Communities in Collier County gathered ahead of announced immigration roundups by federal agents nationwide.

The conditions in detention centers prompted protest across the country Friday night.

Many people stress those being taken to facilities like the Homestead detention center are human and going through trauma they will never forget.

“They contribute to the community in more ways than just getting the work done,” said. “They pay Social Security. Their children go to school here. Many of their children have grown up here.”

ICE agents are set to raid nine cities in the country.

“What is happening at these detention facilities; no, they are not nice places,” said Cyndy Nayer, who is working with the ACLU against federal action. “No, they are not better than anything else people have seen because the lasting affects will cause ripples for years to come.”

Fritz Roka, director of agribusiness at Florida Gulf Coast University, said the people being targeted help put food on tables for all.

“It’s roughly a $1 billion industry,” Roka said. “Just the value of products coming out the farms 80% of that is from fruits and vegetables.

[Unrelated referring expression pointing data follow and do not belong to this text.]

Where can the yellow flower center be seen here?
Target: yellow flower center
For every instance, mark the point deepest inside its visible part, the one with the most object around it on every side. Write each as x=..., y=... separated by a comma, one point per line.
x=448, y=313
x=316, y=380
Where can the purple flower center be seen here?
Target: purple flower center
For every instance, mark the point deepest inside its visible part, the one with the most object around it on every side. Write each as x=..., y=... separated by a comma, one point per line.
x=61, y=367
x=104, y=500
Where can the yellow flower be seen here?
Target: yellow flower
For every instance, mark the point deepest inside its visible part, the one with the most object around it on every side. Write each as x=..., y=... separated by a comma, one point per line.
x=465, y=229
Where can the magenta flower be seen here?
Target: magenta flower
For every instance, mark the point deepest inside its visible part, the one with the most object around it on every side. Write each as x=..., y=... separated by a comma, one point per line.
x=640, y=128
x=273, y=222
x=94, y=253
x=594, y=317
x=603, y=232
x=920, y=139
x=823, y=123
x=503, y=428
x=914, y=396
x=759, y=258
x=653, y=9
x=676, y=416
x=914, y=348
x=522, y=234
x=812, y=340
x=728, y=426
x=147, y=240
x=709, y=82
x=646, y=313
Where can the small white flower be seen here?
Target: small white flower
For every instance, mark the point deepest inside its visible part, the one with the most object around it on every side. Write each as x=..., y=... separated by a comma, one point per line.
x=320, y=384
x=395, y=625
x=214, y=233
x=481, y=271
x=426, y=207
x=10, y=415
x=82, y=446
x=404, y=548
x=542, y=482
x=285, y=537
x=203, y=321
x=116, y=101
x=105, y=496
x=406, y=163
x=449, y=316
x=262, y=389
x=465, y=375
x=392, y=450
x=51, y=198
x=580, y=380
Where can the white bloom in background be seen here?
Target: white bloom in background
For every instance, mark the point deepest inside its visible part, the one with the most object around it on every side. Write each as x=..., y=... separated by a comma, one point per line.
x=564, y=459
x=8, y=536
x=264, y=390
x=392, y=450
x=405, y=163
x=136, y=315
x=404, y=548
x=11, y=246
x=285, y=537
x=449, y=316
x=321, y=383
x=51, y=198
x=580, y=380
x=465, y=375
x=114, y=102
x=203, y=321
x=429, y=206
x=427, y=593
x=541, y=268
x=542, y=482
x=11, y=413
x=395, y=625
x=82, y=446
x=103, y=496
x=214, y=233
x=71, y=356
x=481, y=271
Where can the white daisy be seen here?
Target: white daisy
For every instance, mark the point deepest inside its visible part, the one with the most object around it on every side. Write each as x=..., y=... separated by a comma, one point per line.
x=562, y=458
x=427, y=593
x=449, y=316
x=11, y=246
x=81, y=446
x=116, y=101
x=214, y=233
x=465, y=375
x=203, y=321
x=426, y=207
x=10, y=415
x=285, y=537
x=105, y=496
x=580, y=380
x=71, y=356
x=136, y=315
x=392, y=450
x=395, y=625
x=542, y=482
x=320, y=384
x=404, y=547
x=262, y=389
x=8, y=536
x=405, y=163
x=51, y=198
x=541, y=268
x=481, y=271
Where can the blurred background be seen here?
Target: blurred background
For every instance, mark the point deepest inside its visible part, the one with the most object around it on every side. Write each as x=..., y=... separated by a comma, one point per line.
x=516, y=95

Again, all picked by human hands”  

But Christine Inzerillo said migrants should come here legally. And if they don’t, this is the reality they face.

“I definitely feel more comfortable that that those who aren’t supposed to be doing what they’re doing and that people are taking care of it,” Inzerillo said. 

The Trump administration said the raids are warning to keep families from approaching the U.S. southern border with Mexico.